Gervais Martel, quel est votre sentiment après ce match?
Ce n’est pas seulement le résultat. Je suis en colère. J’ai vu une équipe méconnaissable. On s’est fait presser haut, on n’a pas gagné de duels… Les seules petites occasions qu’on a, on les joue petits bras. On a touché le fond.
C’est la manière qui vous a déçu, plus que le résultat?
Dans l’état d’esprit, il y a de quoi être furieux. Les chiffres, on les connaît. En dessous, il y a le cercueil. Quand on voit le public qu’on a, il leur faut quoi pour se lâcher?

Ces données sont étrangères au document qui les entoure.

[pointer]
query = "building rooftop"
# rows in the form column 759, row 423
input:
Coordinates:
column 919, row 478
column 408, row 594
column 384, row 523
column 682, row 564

Merde. On doit jouer, ce qui n’a pas été le cas. On est à Bollaert, merde! On n’a pas une équipe complètement nulle mais on a eu une passivité énorme. Qu’on soit dignes de ce club. On a joué avec le frein à mains. Je ne vais pas en dire trop car je pourrais être excessif et malhonnête.
Aujourd’hui, vous êtes résigné à la relégation?
J’ai toujours pensé que le plus dur était derrière nous. Mais, en se regardant dans la glace, on n’a peut-être pas la même passion. Merde, il faut se réveiller! On n’a gagné que trois matchs à domicile. Du ressort, j’en ai mais je ne peux pas jouer à leur place. Ce n’est pas les mots excessifs qu’il faut. C’est que les joueurs se lâchent! On a l’impression d’avoir joué avec des vieillards. Il faut de l’envie et des qualités d’abnégation. Ce n’est quand même pas difficile ça.